Basic Information
Eldritch Abominations are a a form of inhuman character, threat, or plot device, depending on just how inhuman they are. As a trope, they most commonly occur in the Cosmic Horror subgenre. Exactly what constitutes an Eldritch Abomination varies from critter to critter and setting to setting, but that undefinable indescribable unpronounceable nature is a good place to start. Eldritch Abominations aren't native to here, at least not if here is any place that normal folks (or humanity itself) belong. Most importantly, they are rare or unique. If an Eldritch Abomination becomes common place, then the concept has lost something - it's not just the Monster of the Week or a random Dungeon Denizen, it's mind-wrenching horror from beyond. Pure living Nightmare Fuel.
List of traits many Eldritch Abominations share:
- Tentacles, lots of tentacles
- Mismatched amalgamation of different species
- Draconic, squamous, reptilian, often winged
- Batrachian, amphibian, slick and slimy, bulging and inflating
- Molluscoid, octopoidal, (did I mention "Tentacles, lots of tentacles"?)
- Arthropodal, insectoid, crustacean, possibly with pincers or eye-stalks
- Osteicthyean, piscene, possibly with bulging fish eyes or heaving gills
- Indistinct, undulating, or ever changing.
- Literally indescribable, either not describable by human language or not parsable by human minds.
- Non-euclidean, possibly a result of higher dimensionality. See Alien Geometries.
- So bizarre it drives you mad just to look upon it. See Go Mad From The Revelation
- Alien and unearthly.
- Mentally alien, not driven by understandable terrestrial motives.
- Physically alien, it doesn't fit anywhere in our taxonomic tables.
- Not even based on folklore, it's just a random assemblage of weirdness.
- Resides (or is imprisoned) Beneath the Earth or at the Bottom of the Sea.
- Worshiped, summoned, or called by evil cultists.
- Slimy. May leave a trail of residue or mucous.
- Tentacles, lots of tentacles.
- Immensely huge.
- Ranges from a just bulkier than a man, up to the size of a planet (or maybe larger)
- What you thought at first was it's whole body, was later revealed to be a single limb.
- What seemed a serpentine head is really just a finger. A finger with a mouth and eyes, but still…
- Extra or misplaced facial features. Too many eyes. Mouths in all the wrong places, etc.
- Distinct odor, which serves as a clue it was here, or as a brief foreshadowing just before it eats you.
- Bizarre abstract technology, math, and/or magic that our puny human brains can't understand.
- Tentacles, lots of tentacles.
- Not necessarily evil - although most of them seem to be so in practice - but heavily given to blue and orange morality in as much as their motivations and thought processes bear little or no relation to anything in this reality1. Almost universally unknowable and dangerous.
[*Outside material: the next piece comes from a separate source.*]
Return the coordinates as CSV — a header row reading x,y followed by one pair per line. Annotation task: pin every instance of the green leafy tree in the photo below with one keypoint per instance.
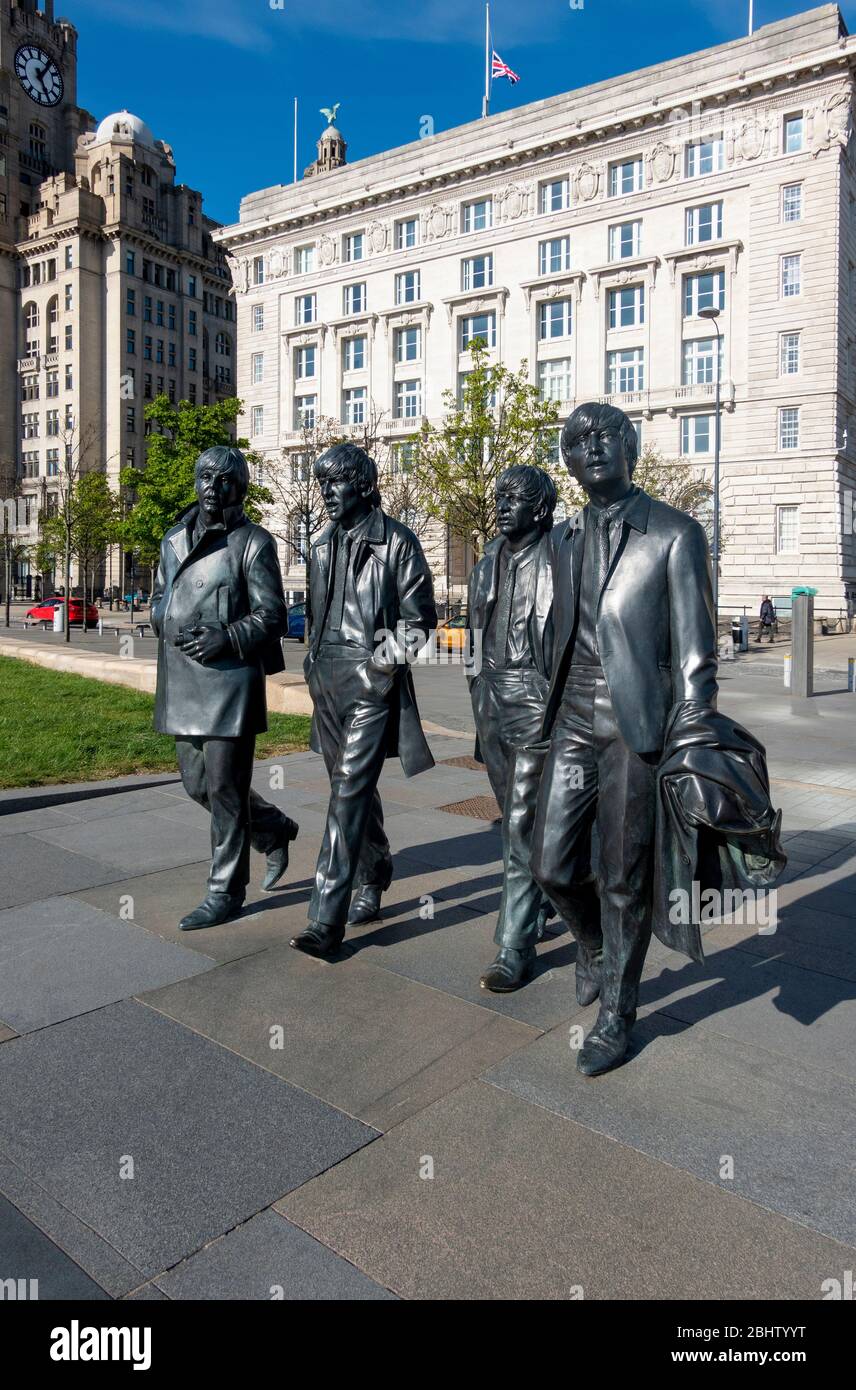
x,y
164,487
499,420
Compare / contrast with Glamour Failure and Chimera.
May be merely the manifestation within our dimensions of spacetime, of some much larger and more horrible Fourth-Dimensional Lifeform. See also We Live In A Fishbowl.
Sources
Also:
- The works of H.P. Lovecraft feature many Eldritch Abominations.
- The RPG Call of Cthulhu has many such creatures in it.
- The spin-off Trail of Cthulhu RPG (which combines Call of Cthulhu with Pelgrane's GUMSHOE system) has excellent sections on the Gods and Monsters of the Cthulhu Mythos, along with advice on flavorful ways to use them (and hint at them) in an RPG, possible symbolic interpretations, clues to what's been at the crime scene, etc.
- Bear in mind that the unknowable, faceless God of the Israelites was something akin to an eldritch abomination from a Roman point of view … numinous deities they could handle (and had many of their own), but one that had no form that could be depicted and appeared only as things like pillars of fire… utterly inhuman doesn't necessarily mean "looks like something from under a flat rock".
- Stephen King's It certainly qualifies … it's avatar was bad enough, being similar to a huge deformed spider but exposure to its true, extradimensional form could drive humans to death or madness.
Game and Story Use
- Should be used rarely, so as to preserve maximum impact. When the monster defies all attempts at description, that should be a cue to the players that this is a threat to be taken very seriously.
- Entire campaigns could be based around trying to prevent ever having to encounter one of these things. If the Players are on their game, the cultists will be stopped before this thing is unleashed. If the players dither too much, they'll face one in the climactic showdown. If the players really blow it, the thing will have had time to awake, adapt, feed, and grow, and all the world will be in jeopardy.
- May be the last thing you see before waking up days later, uncertain how you escaped or where you've been.
- May be the last thing you see before going stark raving incurably mad.
- May be the last thing you see.
- Nothing to do with the late period work of the Sisters of Mercy, or their 1984 covers of "gimme, gimme, gimme a man after midnight".